委員:樹木の伐採の量はどれくらいですか。

 

事業者(防衛局):樹高が約9mのサキシマスオウノキが約284本、樹高が約1〜2mのクワズイモが約853本、樹高が約2〜13mのスダジイが約16486本、樹高が約2〜13mのアマミアラカシが約8812本、樹高が約2〜6mのクロツグが約7106本となっております。

 

(中略)

 

委員:いずれにしろ、約 83,000㎡をほぼ伐採するということですね。

…『令話3年度第1回石垣市景観形成審議会 発言記録』(2021年4月23日・石垣市役所 第1会議室)より

 

 2006年、石垣市は景観法(2004年公布)に基づく「景観行政団体」となり、2007年に『石垣市風景計画』※を策定した。

 

※ 石垣市風景計画は、市民、事業者、行政ならびに来訪者が、石垣島の風景と向かい合う際の基本理念、基本認識を明示するとともに、良好な風景を保全・創出ならびに次の世代へ引き継ぐための方針、行動指針、推進体制などが明記されており、市民、事業者、行政ならびに来訪者など、風景づくりに関わる全ての人が準拠すべき規範としてつくられています。…『石垣市風景計画 概要版(改訂版)』「計画の意義と役割」より   

▶石垣市風景計画/石垣市ホームページ

 

 この計画の具体的な規制誘導手続きを定める『石垣市風景づくり条例』が2007年に公布された。2007年6月以降、条例で定める行為をする場合、事前に景観法に基づく届出が必要になった。例えば、「建築物/工作物の新築・新設・増築・改築・移転及び色彩の変更」「土地の造成や土地の形質の変更(行為に係る面積が500㎡以上の場合)「樹木の伐採(…推定樹齢が20年以上のもの、又は、高さが5m以上のもの)などが「良好な景観の形成に支障を及ぼすおそれのある行為」として届出が必要になる。

 

 届出された案件については、景観形成審議会を活用しながら協議が行われる。

 


平得大俣の森(写真:石垣島在住のMさん)

 

 景観法に基づく沖縄防衛局による「行為通知書」について、景観形成審議会が市民に周知もされずにひっそりと行われ、協議が終了した。

 

 通知された「行為」とは、陸上自衛隊駐屯地建設計画地内の「石垣市平得大俣1273番地20 ほか20筆」における造成工事と、それに伴う樹木の伐採などの行為を指すようだ。通知書は今年4月13日に石垣市に受理され、5月14日に協議が終了した旨が石垣市から防衛局に通知された。

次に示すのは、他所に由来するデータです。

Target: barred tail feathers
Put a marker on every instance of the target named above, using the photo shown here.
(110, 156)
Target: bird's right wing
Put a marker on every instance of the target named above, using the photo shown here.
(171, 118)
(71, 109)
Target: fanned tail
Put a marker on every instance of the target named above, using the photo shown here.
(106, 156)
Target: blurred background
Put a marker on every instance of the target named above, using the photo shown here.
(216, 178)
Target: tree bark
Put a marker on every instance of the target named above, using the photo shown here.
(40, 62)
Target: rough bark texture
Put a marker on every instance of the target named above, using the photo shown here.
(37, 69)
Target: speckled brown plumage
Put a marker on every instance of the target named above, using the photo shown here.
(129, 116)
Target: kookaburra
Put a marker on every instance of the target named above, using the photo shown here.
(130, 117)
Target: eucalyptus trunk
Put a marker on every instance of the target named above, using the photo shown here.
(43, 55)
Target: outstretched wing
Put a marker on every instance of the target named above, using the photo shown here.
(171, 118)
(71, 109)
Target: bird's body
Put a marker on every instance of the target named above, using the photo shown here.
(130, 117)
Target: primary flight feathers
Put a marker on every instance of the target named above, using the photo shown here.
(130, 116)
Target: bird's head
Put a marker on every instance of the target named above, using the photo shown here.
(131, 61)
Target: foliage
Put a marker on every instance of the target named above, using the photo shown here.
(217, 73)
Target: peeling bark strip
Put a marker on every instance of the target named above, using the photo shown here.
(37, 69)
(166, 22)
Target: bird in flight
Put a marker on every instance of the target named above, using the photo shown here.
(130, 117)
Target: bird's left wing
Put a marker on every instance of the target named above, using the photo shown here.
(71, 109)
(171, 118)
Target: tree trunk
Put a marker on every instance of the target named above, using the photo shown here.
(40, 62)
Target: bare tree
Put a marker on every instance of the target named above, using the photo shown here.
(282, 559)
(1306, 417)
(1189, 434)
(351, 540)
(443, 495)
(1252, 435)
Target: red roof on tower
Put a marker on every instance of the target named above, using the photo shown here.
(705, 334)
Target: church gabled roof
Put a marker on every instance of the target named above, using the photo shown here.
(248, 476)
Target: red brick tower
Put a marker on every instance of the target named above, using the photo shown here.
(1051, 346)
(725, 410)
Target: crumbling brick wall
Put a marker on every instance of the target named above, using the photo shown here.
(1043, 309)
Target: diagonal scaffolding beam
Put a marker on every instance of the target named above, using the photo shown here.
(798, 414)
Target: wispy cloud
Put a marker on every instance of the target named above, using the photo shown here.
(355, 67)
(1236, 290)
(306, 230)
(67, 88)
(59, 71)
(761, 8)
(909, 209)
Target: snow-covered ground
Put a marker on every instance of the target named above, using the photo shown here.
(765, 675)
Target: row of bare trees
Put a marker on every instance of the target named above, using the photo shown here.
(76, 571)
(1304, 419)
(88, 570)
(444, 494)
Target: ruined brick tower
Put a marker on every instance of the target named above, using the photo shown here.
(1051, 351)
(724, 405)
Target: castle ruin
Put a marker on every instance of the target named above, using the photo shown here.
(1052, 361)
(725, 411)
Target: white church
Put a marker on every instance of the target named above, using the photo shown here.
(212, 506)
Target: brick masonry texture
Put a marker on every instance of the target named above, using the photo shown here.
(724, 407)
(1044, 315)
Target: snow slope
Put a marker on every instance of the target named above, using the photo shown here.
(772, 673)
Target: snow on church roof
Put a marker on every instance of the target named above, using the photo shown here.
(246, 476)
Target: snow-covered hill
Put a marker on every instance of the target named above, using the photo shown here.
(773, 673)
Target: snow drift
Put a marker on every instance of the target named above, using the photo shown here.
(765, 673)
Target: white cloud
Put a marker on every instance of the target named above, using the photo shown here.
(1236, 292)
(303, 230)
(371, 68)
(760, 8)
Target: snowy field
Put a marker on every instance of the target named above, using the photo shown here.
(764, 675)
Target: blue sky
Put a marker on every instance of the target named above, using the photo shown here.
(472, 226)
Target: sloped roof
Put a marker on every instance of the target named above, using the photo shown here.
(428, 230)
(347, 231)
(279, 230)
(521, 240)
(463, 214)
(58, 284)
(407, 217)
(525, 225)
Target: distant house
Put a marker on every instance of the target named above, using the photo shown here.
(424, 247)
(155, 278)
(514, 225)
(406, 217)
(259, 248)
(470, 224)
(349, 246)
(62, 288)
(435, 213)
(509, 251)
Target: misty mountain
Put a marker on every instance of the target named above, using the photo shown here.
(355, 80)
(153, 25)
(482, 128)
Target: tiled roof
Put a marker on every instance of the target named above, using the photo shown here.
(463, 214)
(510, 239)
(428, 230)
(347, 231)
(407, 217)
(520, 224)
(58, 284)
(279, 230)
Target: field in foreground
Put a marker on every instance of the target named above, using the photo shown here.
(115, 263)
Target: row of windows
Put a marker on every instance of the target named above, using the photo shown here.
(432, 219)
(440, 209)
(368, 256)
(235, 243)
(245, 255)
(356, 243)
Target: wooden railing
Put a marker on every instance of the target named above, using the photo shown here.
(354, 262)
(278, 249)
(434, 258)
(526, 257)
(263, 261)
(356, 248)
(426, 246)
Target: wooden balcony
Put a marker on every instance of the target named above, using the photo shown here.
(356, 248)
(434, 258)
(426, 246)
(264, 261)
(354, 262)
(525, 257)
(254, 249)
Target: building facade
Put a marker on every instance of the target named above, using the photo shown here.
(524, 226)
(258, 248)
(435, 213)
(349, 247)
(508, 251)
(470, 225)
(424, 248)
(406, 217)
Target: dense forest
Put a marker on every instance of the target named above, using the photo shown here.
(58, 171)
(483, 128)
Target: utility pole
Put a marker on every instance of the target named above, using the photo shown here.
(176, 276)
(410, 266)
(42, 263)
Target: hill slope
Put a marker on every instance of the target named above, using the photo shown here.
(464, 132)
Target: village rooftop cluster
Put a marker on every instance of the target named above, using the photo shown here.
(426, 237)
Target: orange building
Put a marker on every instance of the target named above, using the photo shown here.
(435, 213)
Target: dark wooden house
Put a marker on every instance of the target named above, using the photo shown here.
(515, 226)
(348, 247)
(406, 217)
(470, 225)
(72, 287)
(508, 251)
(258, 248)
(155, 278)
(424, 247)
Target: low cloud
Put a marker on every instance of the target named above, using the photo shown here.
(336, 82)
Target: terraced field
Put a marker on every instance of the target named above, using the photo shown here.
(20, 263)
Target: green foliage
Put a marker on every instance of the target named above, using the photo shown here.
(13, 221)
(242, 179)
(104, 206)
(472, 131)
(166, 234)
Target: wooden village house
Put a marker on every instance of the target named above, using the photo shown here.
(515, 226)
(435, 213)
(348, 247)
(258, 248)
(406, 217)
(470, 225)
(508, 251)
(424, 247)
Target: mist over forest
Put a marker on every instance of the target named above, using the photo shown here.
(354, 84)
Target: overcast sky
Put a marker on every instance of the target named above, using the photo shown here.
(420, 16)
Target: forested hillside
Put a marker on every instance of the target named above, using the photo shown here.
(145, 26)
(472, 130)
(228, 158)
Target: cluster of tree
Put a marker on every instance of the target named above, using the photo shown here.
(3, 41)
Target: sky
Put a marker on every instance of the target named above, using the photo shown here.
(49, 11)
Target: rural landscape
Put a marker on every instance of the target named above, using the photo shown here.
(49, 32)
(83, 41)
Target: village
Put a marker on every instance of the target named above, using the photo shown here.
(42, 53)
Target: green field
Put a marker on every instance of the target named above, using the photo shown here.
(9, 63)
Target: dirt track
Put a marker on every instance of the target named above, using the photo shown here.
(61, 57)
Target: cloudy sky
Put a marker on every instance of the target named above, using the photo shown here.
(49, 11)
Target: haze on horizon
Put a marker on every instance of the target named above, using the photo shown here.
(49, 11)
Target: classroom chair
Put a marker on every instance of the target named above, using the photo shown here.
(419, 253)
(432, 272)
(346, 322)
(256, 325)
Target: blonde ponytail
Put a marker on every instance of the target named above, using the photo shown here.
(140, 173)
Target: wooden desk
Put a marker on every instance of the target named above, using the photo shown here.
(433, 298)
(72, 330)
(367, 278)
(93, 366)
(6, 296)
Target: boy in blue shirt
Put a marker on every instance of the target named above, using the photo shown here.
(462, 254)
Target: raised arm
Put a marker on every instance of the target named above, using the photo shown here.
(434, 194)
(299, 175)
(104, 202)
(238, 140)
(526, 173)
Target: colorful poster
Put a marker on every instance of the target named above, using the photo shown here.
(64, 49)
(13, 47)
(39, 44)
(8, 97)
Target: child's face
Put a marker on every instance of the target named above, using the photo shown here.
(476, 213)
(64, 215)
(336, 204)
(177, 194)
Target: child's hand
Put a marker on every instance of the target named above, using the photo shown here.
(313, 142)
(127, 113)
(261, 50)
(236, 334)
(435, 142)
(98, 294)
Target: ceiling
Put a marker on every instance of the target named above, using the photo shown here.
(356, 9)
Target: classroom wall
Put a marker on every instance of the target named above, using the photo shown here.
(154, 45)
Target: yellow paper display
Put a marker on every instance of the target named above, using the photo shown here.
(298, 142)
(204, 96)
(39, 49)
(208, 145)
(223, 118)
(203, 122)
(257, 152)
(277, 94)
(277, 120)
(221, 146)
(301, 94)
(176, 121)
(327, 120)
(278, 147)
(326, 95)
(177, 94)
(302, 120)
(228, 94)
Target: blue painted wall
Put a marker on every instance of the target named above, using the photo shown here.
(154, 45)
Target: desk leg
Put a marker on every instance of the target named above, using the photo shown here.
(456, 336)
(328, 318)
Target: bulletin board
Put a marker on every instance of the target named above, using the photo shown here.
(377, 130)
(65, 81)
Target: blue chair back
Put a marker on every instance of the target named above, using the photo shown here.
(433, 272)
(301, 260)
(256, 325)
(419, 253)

 防衛局宛の協議終了の通知と、添付書類『令和3年度第1回石垣市景観形成審議会 発言記録』が石垣市のホームページに掲載され ▶ホームページ(ページ下↓にも掲載)、審議会が行われ終了したことが判明した。

 審議会が行われたのは4月23日(金)、石垣市役所 第1会議室。出席者は委員11名、事務局6名と事業者の防衛局。肝心な防衛局による行為通知書の概要説明が省略されていて、防衛局が用意した資料も公開されていないので、何について審議しているのか分かりづらい。ただ、冒頭に引用したように、膨大な数量の樹木(3万3千541本!…「代表的な」伐採木として)が伐採されようとしていることが分かった。発言記録から推測すると、今回届出の行為面積は82,256.2㎡でそのほぼ全てを伐採するが、そのうち数本から10本程度を移植する、また、伐採木の有効利用について検討する、ビオトープをつくりグラウンドには芝生を植える、そのことをもって景観への配慮とするつもりのようだ。

 

 審議はこの一回だけで打ち切られた。82,256.2㎡は、陸自駐屯地計画地敷地面積全体のおよそ18%にあたる。

 

 

 琉球の島々の森といえば、ブロッコリィのような、モコモコとした森が思い浮かぶ。スダジイ(イタジイ)などの常緑広葉樹を優占種とする森。スダジイ約16486本。アマミアラカシも琉球弧の代表的な常緑樹で、奄美大島〜与那国島の固有種。アマミアラカシ約8812本。こんもりした常緑樹の森も、一歩中に入ると、薄暗くひんやりとしたジャングルだろう。ところどころ木漏れ日が降り注ぎ、クロツグの長い葉が光を受けている。クロツグは森林の低木層を構成するヤシ科の植物。幹は高くならないが、葉の長さは3mにも達するという。クロツグ約7106本。傘になりそうな大きな葉でおなじみのクワズイモもあちらこちらに。クワズイモ約853本。それから…、板状の根が特徴の、熱帯の神秘的な木、サキシマスオウノキ。板根は、湿地など弱い地盤でも高く成長できるように発達したものらしい。サキシマスオウノキ約284本

 

 伐採されようとしている樹木の名まえと本数から、豊かな森の姿が思い浮かぶ…。そこには、無数の生きものが暮らしている。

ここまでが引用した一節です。